Note

This is a Hugging Face dataset. For large datasets, ensure huggingface_hub>=1.1.3 to avoid rate limits. Learn more in the Hugging Face integration docs.

Dataset Card for Consolidated Receipt Dataset#

image/png

This is a FiftyOne dataset with 800 samples.

Installation#

If you haven’t already, install FiftyOne:

pip install -U fiftyone

Usage#

import fiftyone as fo
from fiftyone.utils.huggingface import load_from_hub

# Load the dataset
# Note: other available arguments include 'max_samples', etc
dataset = load_from_hub("Voxel51/consolidated_receipt_dataset")

# Launch the App
session = fo.launch_app(dataset)

Dataset Details#

Dataset Description#

CORD (Consolidated Receipt Dataset) is a large-scale dataset designed for post-OCR parsing tasks, specifically focused on receipt understanding. The dataset contains over 11,000 Indonesian receipts collected from shops and restaurants, featuring images with OCR annotations (bounding boxes and text) and multi-level semantic labels for parsing. This FiftyOne implementation provides an accessible interface for exploring the training split with 800 annotated receipt images.
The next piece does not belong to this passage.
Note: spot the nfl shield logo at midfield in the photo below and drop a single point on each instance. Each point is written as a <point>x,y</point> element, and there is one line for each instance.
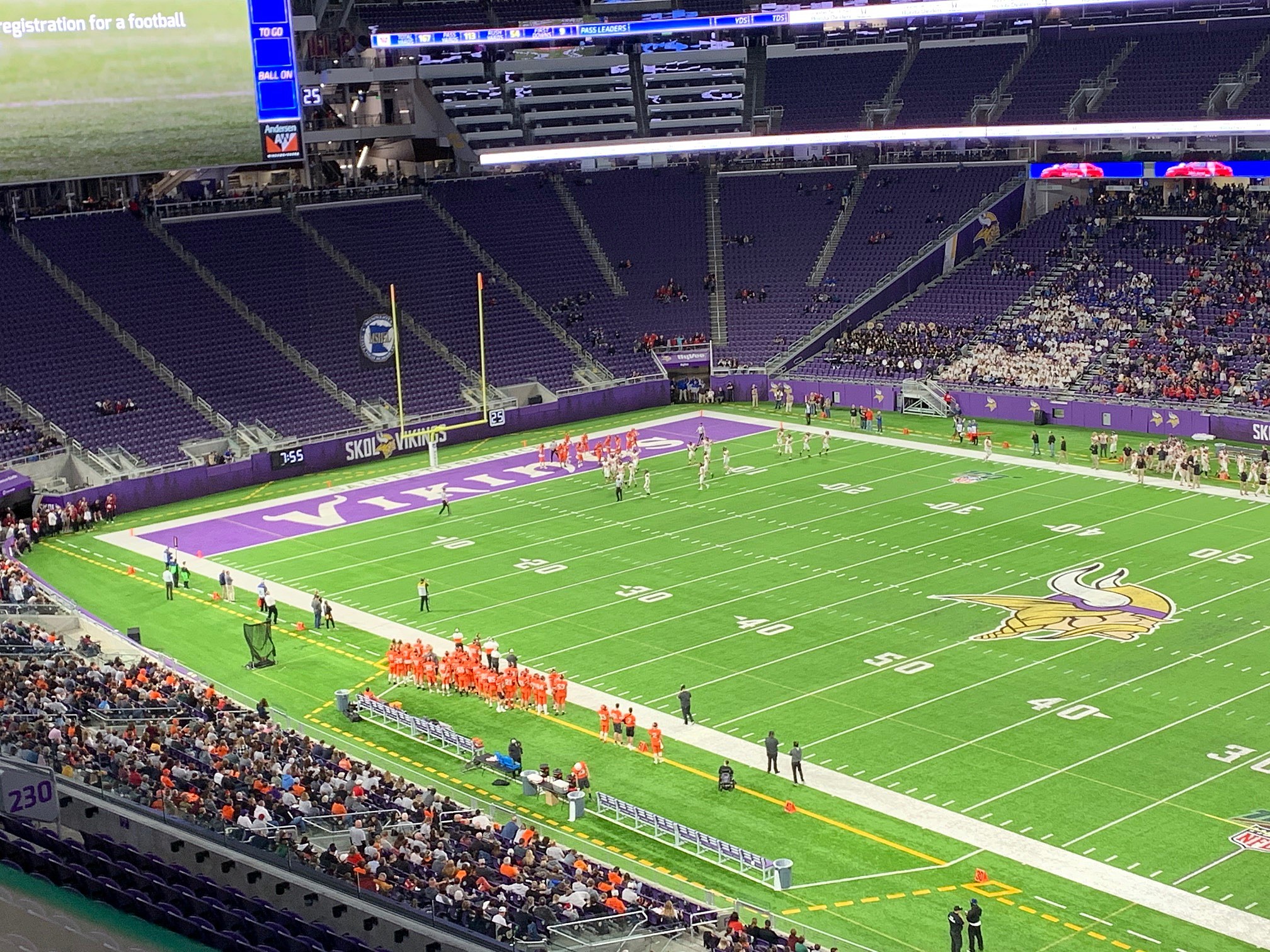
<point>1257,833</point>
<point>375,339</point>
<point>977,477</point>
The dataset bridges the gap between OCR and NLP tasks by providing both visual and semantic annotations, making it suitable for end-to-end document intelligence systems. Each receipt includes detailed annotations with 30 semantic classes organized into 5 superclasses (menu, void_menu, subtotal, void_total, and total), along with metadata including line grouping, regions of interest, and key-value pair flags.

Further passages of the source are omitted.